Land in Sicht? - Der letzte Beitrag
„Verschwende ich Zeit und Energie an ein sinnloses Unterfangen? [...] Sollte ich meine fruchtlosen Bemühungen nicht lieber aufgeben und mich einfach dem natürlichen Fluss der Dinge überlassen?“ [1] Vor allem aber, wie fruchtlos (oder wie fruchtbar) war dieses Unterfangen: Japan finden?
Sämtliche Medieneinführungen lehren uns, dass Denken in Binaritäten falsch sei; Doch zum Suchen gehört auch Finden. Was bringt Suchen ohne Finden?
Habermas’ Aussage: „Eine Interpretation kann die Sache nur in dem Verhältnis durchdringen, in dem der Interpret diese Sache und zugleich sich selbst als Momente des beide gleichermaßen umfassenden und ermöglichenden objektiven Zusammenhangs reflektiert“ [2], kann ich bezüglich des „objektiven Zusammenhangs“ nicht unterschreiben.
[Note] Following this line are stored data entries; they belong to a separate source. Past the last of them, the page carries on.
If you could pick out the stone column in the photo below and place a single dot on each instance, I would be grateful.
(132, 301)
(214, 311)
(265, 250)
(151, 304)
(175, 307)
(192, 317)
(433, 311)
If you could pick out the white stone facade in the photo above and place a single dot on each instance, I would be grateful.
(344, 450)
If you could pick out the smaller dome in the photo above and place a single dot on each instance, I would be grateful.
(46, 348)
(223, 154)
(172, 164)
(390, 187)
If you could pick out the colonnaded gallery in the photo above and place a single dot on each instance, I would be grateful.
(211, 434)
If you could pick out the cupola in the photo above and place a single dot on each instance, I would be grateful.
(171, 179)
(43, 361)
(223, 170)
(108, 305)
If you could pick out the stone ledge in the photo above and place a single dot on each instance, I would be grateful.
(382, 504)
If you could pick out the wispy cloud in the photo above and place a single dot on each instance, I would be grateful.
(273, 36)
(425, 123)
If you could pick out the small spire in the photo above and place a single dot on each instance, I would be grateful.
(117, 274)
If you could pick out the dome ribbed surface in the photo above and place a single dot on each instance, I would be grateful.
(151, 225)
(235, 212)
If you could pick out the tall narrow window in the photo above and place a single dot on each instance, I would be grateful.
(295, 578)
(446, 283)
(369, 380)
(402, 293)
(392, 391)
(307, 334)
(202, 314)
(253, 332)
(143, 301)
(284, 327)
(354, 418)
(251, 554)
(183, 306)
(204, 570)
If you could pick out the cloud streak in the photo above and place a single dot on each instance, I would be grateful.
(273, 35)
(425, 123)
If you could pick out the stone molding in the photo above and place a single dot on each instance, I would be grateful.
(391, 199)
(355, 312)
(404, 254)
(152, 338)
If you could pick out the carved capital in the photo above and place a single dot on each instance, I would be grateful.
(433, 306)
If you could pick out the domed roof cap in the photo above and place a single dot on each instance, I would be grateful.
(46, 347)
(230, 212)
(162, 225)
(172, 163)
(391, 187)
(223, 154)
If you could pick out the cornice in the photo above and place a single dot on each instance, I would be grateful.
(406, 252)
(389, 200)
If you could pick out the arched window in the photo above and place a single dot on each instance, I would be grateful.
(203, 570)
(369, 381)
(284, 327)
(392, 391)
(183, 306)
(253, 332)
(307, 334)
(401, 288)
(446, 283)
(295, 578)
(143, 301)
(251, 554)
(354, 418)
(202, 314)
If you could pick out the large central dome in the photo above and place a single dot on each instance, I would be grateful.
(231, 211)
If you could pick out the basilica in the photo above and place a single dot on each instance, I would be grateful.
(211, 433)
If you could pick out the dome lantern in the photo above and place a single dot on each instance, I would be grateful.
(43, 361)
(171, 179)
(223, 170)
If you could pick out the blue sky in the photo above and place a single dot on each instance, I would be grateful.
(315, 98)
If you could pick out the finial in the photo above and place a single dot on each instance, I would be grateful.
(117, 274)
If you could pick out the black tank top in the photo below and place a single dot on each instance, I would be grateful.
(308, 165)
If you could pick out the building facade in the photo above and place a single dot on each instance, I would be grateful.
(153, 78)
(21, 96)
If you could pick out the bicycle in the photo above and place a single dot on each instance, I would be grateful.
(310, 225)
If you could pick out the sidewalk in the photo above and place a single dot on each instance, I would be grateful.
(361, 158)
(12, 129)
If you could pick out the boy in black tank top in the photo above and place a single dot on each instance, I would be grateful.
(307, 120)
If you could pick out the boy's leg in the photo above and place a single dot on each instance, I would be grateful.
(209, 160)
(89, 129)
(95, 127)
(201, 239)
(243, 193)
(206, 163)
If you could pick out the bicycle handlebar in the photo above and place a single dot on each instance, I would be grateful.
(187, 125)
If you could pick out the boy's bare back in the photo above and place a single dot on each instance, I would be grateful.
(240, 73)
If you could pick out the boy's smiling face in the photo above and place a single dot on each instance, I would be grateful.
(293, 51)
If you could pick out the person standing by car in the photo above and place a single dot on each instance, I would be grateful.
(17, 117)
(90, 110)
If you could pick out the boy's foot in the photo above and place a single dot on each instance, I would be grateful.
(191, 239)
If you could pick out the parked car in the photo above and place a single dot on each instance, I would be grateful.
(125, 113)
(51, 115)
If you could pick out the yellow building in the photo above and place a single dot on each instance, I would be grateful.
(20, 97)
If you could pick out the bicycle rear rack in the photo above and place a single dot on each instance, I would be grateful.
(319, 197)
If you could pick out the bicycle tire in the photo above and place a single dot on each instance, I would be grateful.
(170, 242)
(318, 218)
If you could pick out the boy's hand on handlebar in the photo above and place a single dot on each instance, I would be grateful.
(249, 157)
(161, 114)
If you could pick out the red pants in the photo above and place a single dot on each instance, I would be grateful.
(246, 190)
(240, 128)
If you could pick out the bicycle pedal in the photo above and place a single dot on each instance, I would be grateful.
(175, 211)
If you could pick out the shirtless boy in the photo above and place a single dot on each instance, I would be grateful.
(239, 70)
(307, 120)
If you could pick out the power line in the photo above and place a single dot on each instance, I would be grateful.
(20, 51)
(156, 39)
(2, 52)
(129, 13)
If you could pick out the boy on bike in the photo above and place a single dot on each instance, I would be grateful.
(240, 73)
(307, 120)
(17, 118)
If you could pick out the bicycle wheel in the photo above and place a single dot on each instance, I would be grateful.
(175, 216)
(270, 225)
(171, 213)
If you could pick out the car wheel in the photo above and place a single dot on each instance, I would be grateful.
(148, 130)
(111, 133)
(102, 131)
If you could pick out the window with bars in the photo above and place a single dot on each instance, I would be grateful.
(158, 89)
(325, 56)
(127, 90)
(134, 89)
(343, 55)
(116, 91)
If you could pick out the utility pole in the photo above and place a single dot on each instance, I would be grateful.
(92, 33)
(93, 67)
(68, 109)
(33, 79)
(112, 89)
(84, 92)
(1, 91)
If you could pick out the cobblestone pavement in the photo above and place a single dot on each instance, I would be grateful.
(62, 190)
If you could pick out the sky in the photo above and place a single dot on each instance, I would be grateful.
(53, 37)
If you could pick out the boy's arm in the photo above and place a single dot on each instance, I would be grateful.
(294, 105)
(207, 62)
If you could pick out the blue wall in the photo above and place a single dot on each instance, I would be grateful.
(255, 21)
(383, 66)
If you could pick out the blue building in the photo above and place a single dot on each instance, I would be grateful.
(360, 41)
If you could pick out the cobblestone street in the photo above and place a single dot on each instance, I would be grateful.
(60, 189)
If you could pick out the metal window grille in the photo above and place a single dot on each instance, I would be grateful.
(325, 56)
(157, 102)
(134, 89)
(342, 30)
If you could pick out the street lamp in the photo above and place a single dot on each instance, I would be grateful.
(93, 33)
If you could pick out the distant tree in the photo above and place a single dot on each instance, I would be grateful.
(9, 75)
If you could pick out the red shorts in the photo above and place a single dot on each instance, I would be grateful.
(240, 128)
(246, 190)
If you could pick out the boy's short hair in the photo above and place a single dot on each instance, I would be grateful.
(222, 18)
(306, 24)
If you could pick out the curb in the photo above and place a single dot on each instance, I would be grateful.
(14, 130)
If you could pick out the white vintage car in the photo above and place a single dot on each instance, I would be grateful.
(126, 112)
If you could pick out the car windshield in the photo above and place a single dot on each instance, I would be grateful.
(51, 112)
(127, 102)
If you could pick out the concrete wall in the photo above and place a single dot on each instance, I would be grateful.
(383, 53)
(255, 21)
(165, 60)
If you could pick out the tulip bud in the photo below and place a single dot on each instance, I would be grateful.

Diesen Zusammenhang kann es, insofern man seine eigene Kognition mit in eine Interpretation einfließen lässt, niemals geben. Wahrscheinlicher ist sogar, dass es diesen „objektiven Zusammenhang“ - die eine Wahrheit, Realität - überhaupt gar nicht geben kann, und dass das, was wir für einen „objektiven Zusammenhang“ halten, lediglich fiktionale, konventionalisierte Konstruktion einer Kultur ist.
Als sehr hilfreich hingegen empfand ich die Reflexion des Selbst in der Auseinandersetzung mit dem Fremden, dem Konstrukt Japan. Dass das Selbst manches Mal kapituliert vor diesem selbst geschaffenen, nicht genau zu definierenden Konstrukt Japan, ist vielleicht eine mögliche Konsequenz dessen.
Roland Barthes formuliert, dass Kultur ein Netz aus Intertextualität sei, dass alle Texte immer auf andere Texte referierten und ihre Referentialität niemals in einer letztgültigen Realität verankert sei. [3] Mir stellt sich die Frage nach dem ursprünglichen Text, dieser müsste ja dann in einer letztgültigen Realität verankert sein. Aber wie kann ich die Frage danach stellen, wenn ich selbst einen „objektiven Zusammenhang“ leugne? Kein Anfang und kein Ende, keine „letztgültige Realität“ in Abgrenzung zu 'cyberfiktionalen' Räumen, kein Denken in Binaritäten. Es wäre wie die Frage nach der Henne oder dem Ei.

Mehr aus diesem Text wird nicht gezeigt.